Personal information
- Full name: Anthony Burgan
- Date of birth: 28 March 1950 (age 74)
- Position(s): Utility

Playing career^{1}
- Years: Club / Games (Goals)
- 1967–1979: Sturt / 244 (122)

Representative team honours
- Years: Team / Games (Goals)
- South Australia / 8 (?)
- ^{1} Playing statistics correct to the end of 1979.

Career highlights
- 5× SANFL Premiership player: (1968, 1969, 1970, 1974, 1976); All-Australian team: (1972); Sturt Hall of Fame, inducted 2006;

= Tony Burgan =

Australian rules footballer

Anthony Burgan (born 28 March 1950) is a former Australian rules footballer who played for the Sturt Football Club in the South Australian National Football League (SANFL).
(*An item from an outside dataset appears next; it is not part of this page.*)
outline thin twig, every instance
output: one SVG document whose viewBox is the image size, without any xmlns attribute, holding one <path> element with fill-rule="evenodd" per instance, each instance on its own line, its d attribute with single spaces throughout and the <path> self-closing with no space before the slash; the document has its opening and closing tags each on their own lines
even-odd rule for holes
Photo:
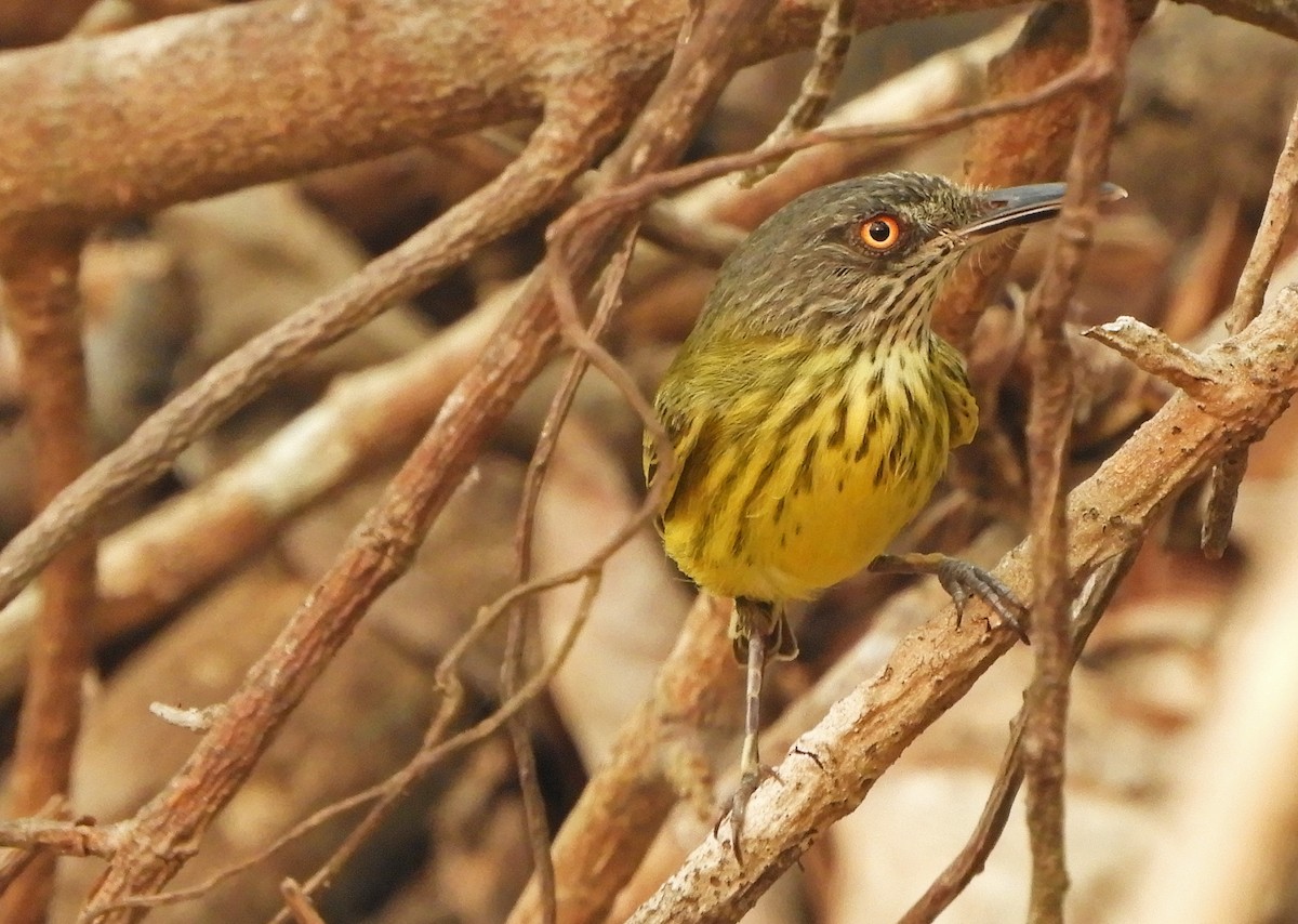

When Burgan started his career at Sturt in 1967, the club were the reigning premiers and he had trouble establishing a place in the side. He missed out on their premiership that year but played in Sturt's 1968, 1969 and 1970 flags. A versatile player, Burgan was used across half back, the centre, as an on baller and at half forward over the course of his time in the SANFL. He finished with five premierships, having participated in their winning 1974 and 1976 Grand Finals.

Burgan represented the South Australian interstate team on eight occasions and was an All-Australian at the 1972 Perth Carnival. He is a wingman in Sturt's official 'Team of the Century'.